Is the US targeting Solana devs in Russia with crypto ‘infostealers’?

Russian Solana devs are being targeted by “infostealer” malware, possibly deployed by US state-sponsored actors, according to research by software supply chain security firm, Safety. 

The findings, published by Safety’s Head of Research Paul McCarty, led to speculation from security news outlet The Register, that it could point to an attempt from the US to disrupt Kremlin-linked ransomware gangs.

According to McCarthy’s research, a threat actor using a cryptocurrency-focused “infostealer” dubbed “Solana-scan” has been targeting Solana community members with Russian IPs.

The malicious packages, “solana-pump-test” and “solana-spl-sdk,” were uploaded to the JavaScript registry NPM by someone with the username “cryptohan.” They pretend to scan “for Solana SDK components” while stealing data on crypto credentials and owned tokens. 

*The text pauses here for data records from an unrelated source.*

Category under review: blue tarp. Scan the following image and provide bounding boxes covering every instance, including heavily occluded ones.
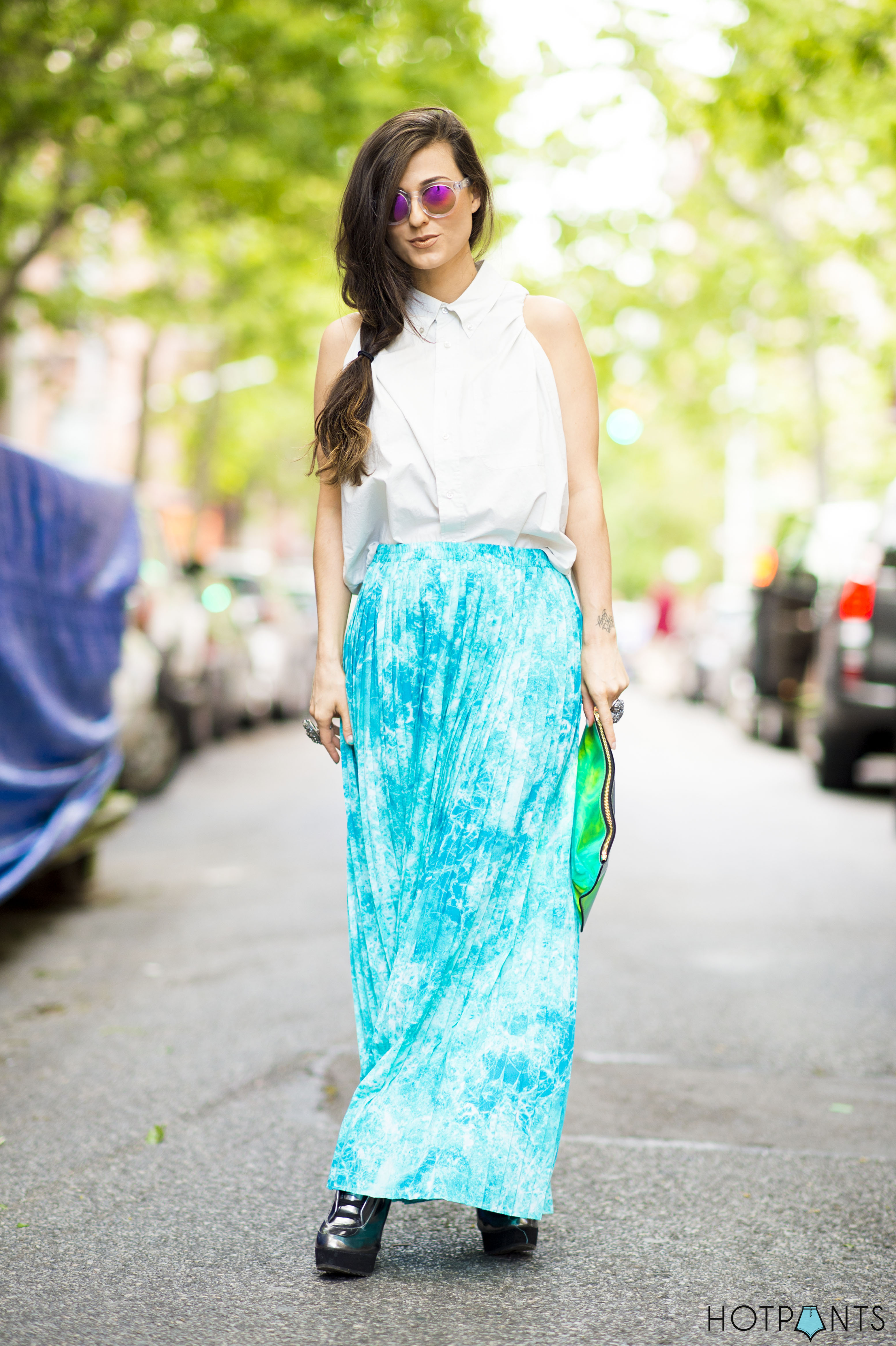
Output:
[0,440,140,900]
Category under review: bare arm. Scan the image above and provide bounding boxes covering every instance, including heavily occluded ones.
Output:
[311,314,361,762]
[523,295,628,747]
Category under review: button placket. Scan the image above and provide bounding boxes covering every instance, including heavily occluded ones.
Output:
[435,306,464,537]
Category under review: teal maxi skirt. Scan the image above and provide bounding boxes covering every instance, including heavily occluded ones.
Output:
[330,542,581,1219]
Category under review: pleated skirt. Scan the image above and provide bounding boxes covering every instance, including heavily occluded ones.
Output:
[330,542,581,1218]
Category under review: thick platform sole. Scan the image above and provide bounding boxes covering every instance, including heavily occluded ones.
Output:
[482,1225,538,1257]
[315,1245,379,1276]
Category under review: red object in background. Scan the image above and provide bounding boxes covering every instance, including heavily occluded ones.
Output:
[840,580,874,622]
[753,546,778,588]
[652,584,675,635]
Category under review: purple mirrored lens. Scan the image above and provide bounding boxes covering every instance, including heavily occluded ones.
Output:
[389,191,410,225]
[420,182,455,215]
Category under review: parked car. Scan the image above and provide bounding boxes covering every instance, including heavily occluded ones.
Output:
[802,548,896,790]
[801,483,896,789]
[748,565,818,747]
[113,505,214,794]
[0,440,140,900]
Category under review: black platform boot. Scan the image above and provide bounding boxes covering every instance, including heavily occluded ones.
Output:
[315,1191,391,1276]
[476,1209,538,1256]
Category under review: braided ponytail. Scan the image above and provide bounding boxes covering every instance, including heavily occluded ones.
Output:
[310,108,493,486]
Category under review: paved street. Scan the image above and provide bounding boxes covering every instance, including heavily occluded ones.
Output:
[0,691,896,1346]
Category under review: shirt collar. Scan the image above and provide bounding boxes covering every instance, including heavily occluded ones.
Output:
[408,261,506,337]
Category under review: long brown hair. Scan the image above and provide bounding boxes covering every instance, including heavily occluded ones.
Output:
[310,108,494,486]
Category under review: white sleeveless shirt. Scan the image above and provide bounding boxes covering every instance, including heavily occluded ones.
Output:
[342,263,576,593]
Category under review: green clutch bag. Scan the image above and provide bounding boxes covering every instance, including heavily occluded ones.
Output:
[570,712,622,930]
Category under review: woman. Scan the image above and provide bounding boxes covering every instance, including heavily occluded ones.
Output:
[308,108,628,1276]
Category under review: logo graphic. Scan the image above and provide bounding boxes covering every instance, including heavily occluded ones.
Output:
[794,1306,827,1341]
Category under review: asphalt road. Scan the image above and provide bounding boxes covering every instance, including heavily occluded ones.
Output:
[0,692,896,1346]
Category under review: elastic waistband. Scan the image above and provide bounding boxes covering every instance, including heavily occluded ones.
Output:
[370,542,556,569]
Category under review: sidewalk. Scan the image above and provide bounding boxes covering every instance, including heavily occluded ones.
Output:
[0,692,896,1346]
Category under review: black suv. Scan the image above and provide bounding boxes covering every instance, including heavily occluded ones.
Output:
[809,546,896,790]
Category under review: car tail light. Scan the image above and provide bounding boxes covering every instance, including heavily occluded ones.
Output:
[840,580,874,622]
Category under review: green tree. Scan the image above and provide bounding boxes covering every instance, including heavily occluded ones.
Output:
[508,0,896,595]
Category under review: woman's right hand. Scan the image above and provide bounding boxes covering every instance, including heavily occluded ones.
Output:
[311,658,354,762]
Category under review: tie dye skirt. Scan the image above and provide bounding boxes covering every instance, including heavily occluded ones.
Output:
[330,542,581,1219]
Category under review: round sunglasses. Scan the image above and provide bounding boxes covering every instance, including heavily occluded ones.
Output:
[389,178,469,225]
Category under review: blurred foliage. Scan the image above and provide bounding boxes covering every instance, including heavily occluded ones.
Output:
[0,0,507,497]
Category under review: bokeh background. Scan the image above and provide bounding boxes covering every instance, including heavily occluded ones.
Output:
[0,0,896,600]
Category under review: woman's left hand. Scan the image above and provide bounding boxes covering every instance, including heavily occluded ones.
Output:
[581,634,628,749]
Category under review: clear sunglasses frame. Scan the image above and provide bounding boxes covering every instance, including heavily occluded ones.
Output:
[389,178,469,229]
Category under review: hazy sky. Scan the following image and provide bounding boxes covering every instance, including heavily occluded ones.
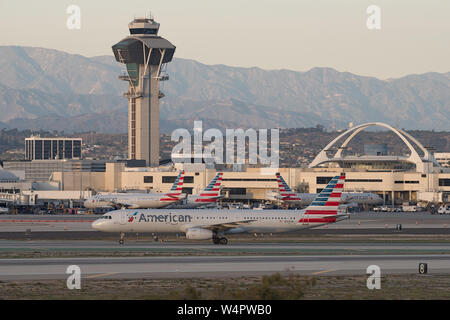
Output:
[0,0,450,79]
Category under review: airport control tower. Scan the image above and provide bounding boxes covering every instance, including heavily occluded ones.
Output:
[112,18,175,166]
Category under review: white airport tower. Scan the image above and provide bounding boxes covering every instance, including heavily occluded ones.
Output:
[112,18,175,166]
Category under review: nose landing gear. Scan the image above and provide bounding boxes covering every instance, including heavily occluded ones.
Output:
[119,232,125,244]
[213,237,228,245]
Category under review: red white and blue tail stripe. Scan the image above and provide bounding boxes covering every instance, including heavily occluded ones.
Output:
[195,172,223,203]
[299,174,345,223]
[160,170,184,201]
[277,173,301,201]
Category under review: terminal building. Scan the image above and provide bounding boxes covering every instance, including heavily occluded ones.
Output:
[44,123,450,204]
[25,136,82,160]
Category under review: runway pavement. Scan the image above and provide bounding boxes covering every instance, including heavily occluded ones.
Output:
[0,255,450,280]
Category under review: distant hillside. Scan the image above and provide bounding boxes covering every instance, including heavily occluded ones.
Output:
[0,46,450,132]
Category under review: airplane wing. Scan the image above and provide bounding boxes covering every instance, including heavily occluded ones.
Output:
[195,219,256,231]
[113,200,139,209]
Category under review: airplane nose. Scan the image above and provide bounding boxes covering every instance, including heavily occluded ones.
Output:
[91,219,105,231]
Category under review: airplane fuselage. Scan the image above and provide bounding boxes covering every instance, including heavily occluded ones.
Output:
[93,209,342,233]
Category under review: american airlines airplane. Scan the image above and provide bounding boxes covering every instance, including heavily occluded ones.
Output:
[166,172,223,209]
[84,171,186,209]
[268,173,383,205]
[92,175,348,245]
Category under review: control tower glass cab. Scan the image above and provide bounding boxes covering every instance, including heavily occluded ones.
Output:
[128,18,159,36]
[112,18,175,166]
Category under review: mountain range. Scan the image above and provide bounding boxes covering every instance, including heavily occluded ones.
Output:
[0,46,450,133]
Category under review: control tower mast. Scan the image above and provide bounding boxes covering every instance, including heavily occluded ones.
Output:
[112,18,175,166]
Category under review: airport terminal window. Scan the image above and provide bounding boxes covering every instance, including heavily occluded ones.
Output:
[162,176,177,183]
[144,176,153,183]
[316,177,333,184]
[184,176,194,183]
[226,188,247,195]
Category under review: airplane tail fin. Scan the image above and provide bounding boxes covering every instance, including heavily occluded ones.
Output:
[299,173,345,223]
[167,170,184,197]
[195,172,223,203]
[277,172,301,201]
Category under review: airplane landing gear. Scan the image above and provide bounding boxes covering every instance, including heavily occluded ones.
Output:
[213,237,228,245]
[119,232,125,244]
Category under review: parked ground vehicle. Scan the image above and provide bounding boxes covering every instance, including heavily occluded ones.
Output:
[438,205,450,214]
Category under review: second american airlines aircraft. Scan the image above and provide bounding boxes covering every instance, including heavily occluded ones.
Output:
[92,175,348,244]
[84,171,186,208]
[268,173,383,206]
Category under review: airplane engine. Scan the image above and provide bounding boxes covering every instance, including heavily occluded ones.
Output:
[186,228,213,240]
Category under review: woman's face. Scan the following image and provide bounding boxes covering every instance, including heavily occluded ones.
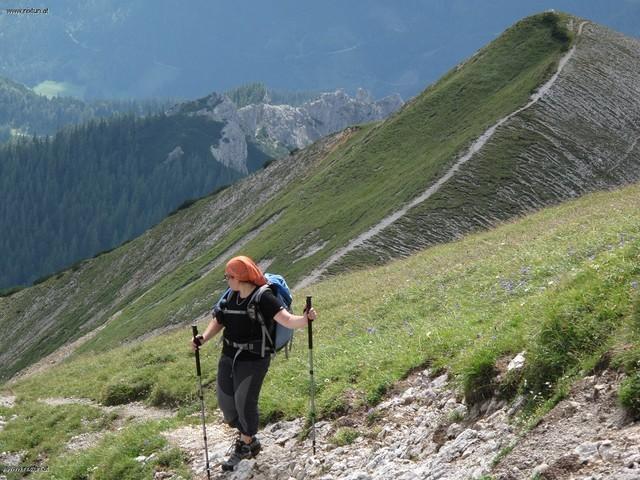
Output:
[224,273,240,292]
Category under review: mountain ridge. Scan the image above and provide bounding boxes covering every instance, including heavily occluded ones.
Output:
[0,10,636,382]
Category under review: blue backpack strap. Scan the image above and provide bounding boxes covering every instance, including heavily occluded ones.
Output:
[211,288,232,317]
[247,284,276,358]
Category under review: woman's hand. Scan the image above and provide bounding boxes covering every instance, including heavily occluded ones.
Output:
[303,307,318,323]
[191,335,204,352]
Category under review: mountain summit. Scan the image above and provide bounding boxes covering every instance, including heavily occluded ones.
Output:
[0,13,640,386]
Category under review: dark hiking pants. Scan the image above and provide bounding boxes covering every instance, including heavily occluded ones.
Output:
[217,355,271,437]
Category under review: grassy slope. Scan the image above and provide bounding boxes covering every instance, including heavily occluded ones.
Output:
[66,12,566,351]
[0,180,640,478]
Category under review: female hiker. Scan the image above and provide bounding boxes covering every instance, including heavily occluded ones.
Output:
[192,256,317,470]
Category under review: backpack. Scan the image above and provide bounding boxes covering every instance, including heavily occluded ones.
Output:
[213,273,293,358]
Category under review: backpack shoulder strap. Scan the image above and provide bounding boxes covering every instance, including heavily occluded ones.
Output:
[247,283,275,357]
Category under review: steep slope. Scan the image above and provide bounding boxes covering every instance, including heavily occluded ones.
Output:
[0,176,640,480]
[334,17,640,270]
[0,13,633,382]
[0,132,349,376]
[0,115,270,289]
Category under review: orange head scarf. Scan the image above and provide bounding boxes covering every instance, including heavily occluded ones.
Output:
[224,255,267,287]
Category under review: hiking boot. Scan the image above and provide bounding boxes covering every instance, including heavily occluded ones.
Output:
[221,436,262,471]
[249,435,262,457]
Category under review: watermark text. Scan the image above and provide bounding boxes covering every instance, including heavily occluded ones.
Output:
[4,8,49,15]
[0,465,49,473]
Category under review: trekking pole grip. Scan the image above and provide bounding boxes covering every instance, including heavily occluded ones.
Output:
[305,295,313,350]
[191,325,201,376]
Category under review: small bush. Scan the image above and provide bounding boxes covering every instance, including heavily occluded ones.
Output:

“Cryptohan” is a popular moniker in the crypto community and was presumably chosen to give the malware an “illusion of legitimacy.”

Read more: Turkish crypto exchange BtcTurk hacked for $49M after $55M loss last year

What’s particularly unique, says McCarty, is that the infostealer is sending the stolen data to “command and control servers” with US IP addresses.

Combine this with the fact that victim IP addresses are from Russia, and McCarty speculates that the attacks could be the work of “a state-sponsored actor.” 

Indeed, The Register suggests, these victims could be members of Russian ransomware gangs that have plagued US infrastructure for years while demanding cryptocurrency payments.

Also noteworthy is that the malware appears to have been “vibe-coded” —  a software development technique that relies on large language models to generate code.

As McCarty points out, the JavaScript payload has the hallmarks of “generative AI tools like Claude.”